COMMENTARY

Obama’s China Encirclement Policy: Why It’s Likely to Work

In Myanmar, the president is playing a Nixonian game of realpolitik. But he has little choice.

Updated: May 30, 2013 | 12:14 a.m.
November 19, 2012 | 10:16 a.m.

President Obama waves as he embraces Myanmar opposition leader Aung San Suu Kyi after addressing the media at her residence in Yangon, Myanmar, Monday, Nov. 19, 2012. (AP Photo/Carolyn Kaster)

And what of China’s vaunted financial leverage? (As Secretary of State Hillary Rodham Clinton put it in a now-famous conversation with Australia’s prime minister published by WikiLeaks, “How do you deal toughly with your banker?”) Strategists believe that China’s financial power is exaggerated as well: In truth, Beijing owns only about 8 percent of U.S. debt. And Japan, a reliable U.S. ally that’s likely to remain one, recently moved back past China as the largest holder of U.S. debt.

As World Bank President Robert Zoellick writes in the current issue of Foreign Policy, quoting Bob Carr, Australia's foreign minister, "The United States is one budget deal away from restoring its global preeminence."

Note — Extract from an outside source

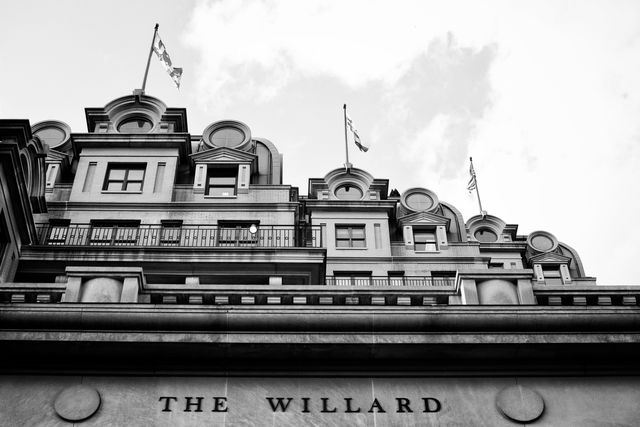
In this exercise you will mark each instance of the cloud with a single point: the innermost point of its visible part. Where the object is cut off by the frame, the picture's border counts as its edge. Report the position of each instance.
(544, 95)
(252, 49)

As far as change to Myanmar goes, the country is still run by an ex-general, Thein Sein, who likely still answers to another general, Than Shwe, the officially retired senior junta leader. It is also clear that Suu Kyi has weakened her resolve somewhat from the early days when she demanded the regime give up power and restore her party's place after it won an overwhelming electoral victory in 1990. Now,  Suu Kyi will be working with her captors rather than defying them, and America will be welcoming another set of repressive dictators into its circle of trust. A gradual lifting of U.S. sanctions will permit eager U.S. businesses to rush into the impoverished but mineral-rich country.

Yet despite the marginal pressure being put on the regime now, history shows that engagement works much better than isolation. The key to the destruction of the Soviet Union and its sphere of influence, the East bloc, lay as much with the Helsinki Final Act signed by President Ford in August 1975 as it did with Ronald Reagan’s arms buildup. As part of an agreement, Moscow signed onto vague promises of “human rights and fundamental freedoms” that eventually inspired “Helsinki monitoring groups” in East-bloc countries, most famously Charter 77 in Czechoslovakia. Thus, Helsinki helped to engender the dissident movements that blossomed in the 1980s and eventually destroyed the Soviet bloc.

So, despite the outcry from human-rights activists who oppose Obama’s visit, even filmmaker Bob Lieberman thinks the president’s policy is right, despite his snub from the U.S. Embassy. “I think it’s a good idea that he is going,” says Lieberman. “It forces them into the 21st century.”  If Obama is right, the same thing will happen to China.